Etkind’s first industry job was with Chedd-Angier, a production company where he made Scientific American Frontiers, hosted by Alan Alda, and In Simplest Terms, “the best 26-part series on algebra ever made,” he says.
After a ride-along with New York City police trained to work with emotionally disturbed people, Etkind wrote a book about suicide notes called Or Not To Be. “It’s gained a cult following,” he says. “There have been artworks based on it, plays, even some music. But I would definitely call it my dark period.”
Taking a ‘Shine to History
Etkind set up his own production company, making shows for cable networks including Rumrunners, Moonshiners and Bootleggers for History, which eventually hired him as senior director of programming. “It was an exciting time to be at that channel and witness the early transition from history and towards an entertainment brand,” he says.
Etkind then got an offer he couldn’t resist from Animal Planet president Marjorie Kaplan as that channel turned from a niche network to an entertainment brand. After churning out successful shows including Gator Boys and Finding Bigfoot, he was on the short list to run a network at Discovery Communications when plans to rebrand Planet Green as Destination America hatched.

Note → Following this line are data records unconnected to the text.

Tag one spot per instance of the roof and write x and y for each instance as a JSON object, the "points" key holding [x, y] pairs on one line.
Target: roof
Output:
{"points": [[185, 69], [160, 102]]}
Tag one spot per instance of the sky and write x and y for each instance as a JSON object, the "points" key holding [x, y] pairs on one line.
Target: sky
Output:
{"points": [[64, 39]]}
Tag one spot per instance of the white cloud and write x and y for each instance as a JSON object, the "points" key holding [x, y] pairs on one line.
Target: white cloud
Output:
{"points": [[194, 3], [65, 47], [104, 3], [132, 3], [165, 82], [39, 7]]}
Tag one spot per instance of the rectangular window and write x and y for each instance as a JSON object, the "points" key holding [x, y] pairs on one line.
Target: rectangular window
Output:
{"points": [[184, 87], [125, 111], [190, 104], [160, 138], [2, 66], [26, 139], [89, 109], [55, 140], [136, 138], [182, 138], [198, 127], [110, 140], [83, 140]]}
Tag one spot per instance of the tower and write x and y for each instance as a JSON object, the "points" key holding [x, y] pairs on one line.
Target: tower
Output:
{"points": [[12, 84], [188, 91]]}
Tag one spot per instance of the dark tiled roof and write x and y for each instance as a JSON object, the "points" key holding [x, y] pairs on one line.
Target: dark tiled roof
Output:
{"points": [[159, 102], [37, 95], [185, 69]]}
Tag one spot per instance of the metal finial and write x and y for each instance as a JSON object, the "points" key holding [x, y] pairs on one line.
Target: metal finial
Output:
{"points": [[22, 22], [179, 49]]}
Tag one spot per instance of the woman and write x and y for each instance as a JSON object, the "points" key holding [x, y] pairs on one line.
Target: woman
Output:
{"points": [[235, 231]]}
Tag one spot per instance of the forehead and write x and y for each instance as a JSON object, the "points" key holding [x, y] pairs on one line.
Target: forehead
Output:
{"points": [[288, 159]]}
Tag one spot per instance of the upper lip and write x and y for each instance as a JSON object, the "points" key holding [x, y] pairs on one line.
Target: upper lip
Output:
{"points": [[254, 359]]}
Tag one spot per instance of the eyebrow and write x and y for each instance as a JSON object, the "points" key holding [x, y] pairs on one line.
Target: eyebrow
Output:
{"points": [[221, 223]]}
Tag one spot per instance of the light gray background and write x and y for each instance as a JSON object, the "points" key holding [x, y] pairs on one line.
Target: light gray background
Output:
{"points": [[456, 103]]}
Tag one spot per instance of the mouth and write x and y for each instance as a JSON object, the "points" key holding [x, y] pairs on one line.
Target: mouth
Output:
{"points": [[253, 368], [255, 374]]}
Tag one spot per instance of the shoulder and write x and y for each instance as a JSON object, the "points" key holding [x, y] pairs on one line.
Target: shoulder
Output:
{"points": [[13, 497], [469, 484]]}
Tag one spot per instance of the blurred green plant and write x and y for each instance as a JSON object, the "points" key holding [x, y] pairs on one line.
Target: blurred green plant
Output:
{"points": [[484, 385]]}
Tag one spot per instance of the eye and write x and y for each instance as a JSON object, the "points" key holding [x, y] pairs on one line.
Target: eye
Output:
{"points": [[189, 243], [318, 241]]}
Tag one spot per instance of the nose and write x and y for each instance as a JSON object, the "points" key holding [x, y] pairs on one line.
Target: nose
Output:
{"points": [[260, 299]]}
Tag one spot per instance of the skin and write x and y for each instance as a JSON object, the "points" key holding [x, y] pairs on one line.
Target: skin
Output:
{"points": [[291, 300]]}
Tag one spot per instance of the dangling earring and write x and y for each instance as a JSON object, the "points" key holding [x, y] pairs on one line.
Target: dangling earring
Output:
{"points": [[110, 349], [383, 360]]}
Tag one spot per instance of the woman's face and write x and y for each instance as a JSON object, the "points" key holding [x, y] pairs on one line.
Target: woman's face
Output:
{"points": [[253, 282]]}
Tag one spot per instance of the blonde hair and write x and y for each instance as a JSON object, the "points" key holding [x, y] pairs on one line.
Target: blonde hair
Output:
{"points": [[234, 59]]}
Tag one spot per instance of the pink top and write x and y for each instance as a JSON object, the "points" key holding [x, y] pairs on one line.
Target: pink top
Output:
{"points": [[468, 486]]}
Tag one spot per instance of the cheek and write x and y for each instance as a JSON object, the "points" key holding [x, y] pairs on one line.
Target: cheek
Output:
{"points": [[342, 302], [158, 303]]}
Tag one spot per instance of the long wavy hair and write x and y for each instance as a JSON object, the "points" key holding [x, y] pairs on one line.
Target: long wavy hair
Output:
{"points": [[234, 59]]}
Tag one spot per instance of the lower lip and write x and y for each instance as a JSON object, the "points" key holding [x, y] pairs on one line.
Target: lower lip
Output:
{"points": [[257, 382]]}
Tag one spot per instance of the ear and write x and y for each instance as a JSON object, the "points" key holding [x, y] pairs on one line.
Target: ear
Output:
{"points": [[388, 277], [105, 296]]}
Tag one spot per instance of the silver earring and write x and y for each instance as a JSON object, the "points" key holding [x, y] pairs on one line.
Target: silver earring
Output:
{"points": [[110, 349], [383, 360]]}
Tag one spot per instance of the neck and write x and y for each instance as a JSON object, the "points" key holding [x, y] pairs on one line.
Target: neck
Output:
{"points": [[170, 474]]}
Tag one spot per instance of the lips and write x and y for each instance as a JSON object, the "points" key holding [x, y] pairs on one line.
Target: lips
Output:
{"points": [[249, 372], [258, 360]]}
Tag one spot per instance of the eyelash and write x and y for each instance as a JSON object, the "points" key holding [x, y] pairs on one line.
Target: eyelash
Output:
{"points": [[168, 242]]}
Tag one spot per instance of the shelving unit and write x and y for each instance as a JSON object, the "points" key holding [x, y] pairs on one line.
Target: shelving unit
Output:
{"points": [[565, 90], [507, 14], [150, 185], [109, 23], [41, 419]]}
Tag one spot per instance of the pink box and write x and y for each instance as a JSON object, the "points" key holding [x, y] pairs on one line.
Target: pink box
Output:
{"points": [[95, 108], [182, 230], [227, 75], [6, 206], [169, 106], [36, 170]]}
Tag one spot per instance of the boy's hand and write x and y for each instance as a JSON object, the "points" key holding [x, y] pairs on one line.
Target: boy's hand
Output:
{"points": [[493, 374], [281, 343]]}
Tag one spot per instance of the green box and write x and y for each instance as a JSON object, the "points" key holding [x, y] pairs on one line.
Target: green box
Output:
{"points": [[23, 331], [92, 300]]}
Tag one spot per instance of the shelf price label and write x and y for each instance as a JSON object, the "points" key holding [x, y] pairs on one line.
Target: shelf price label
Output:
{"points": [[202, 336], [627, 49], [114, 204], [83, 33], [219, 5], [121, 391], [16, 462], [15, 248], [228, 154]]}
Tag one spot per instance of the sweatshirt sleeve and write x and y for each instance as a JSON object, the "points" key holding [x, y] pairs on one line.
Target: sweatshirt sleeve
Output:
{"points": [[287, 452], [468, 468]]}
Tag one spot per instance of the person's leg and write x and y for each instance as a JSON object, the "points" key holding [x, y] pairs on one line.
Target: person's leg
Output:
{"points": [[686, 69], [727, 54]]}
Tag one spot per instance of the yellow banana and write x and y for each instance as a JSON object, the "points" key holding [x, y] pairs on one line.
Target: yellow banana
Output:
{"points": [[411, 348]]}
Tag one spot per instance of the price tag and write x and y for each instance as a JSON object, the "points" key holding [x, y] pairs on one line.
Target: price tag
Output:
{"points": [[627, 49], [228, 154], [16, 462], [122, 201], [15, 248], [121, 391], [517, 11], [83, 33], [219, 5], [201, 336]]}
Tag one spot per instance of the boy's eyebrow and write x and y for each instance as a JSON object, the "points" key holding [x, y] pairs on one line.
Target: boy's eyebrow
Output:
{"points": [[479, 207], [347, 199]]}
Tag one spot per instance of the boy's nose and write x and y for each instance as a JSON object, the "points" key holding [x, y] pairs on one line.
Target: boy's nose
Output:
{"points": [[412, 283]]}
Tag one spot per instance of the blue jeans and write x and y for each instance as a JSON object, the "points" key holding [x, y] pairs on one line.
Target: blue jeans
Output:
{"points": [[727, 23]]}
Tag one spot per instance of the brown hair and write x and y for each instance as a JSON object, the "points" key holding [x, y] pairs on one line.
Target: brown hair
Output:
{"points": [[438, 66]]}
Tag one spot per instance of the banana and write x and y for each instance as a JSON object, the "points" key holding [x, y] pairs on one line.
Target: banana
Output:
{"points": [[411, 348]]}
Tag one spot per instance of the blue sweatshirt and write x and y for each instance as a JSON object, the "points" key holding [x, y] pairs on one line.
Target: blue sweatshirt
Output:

Schleiff liked Etkind’s background as both a producer pitching shows and as an executive developing shows. “He’s proven to be a really creative executive. He’s got leadership skills. And he’s got the requisite feistiness when you have a network that’s still growing,” Schleiff says. “The proof is in the pudding that after a little more than a year in existence, the network has essentially doubled its profits.”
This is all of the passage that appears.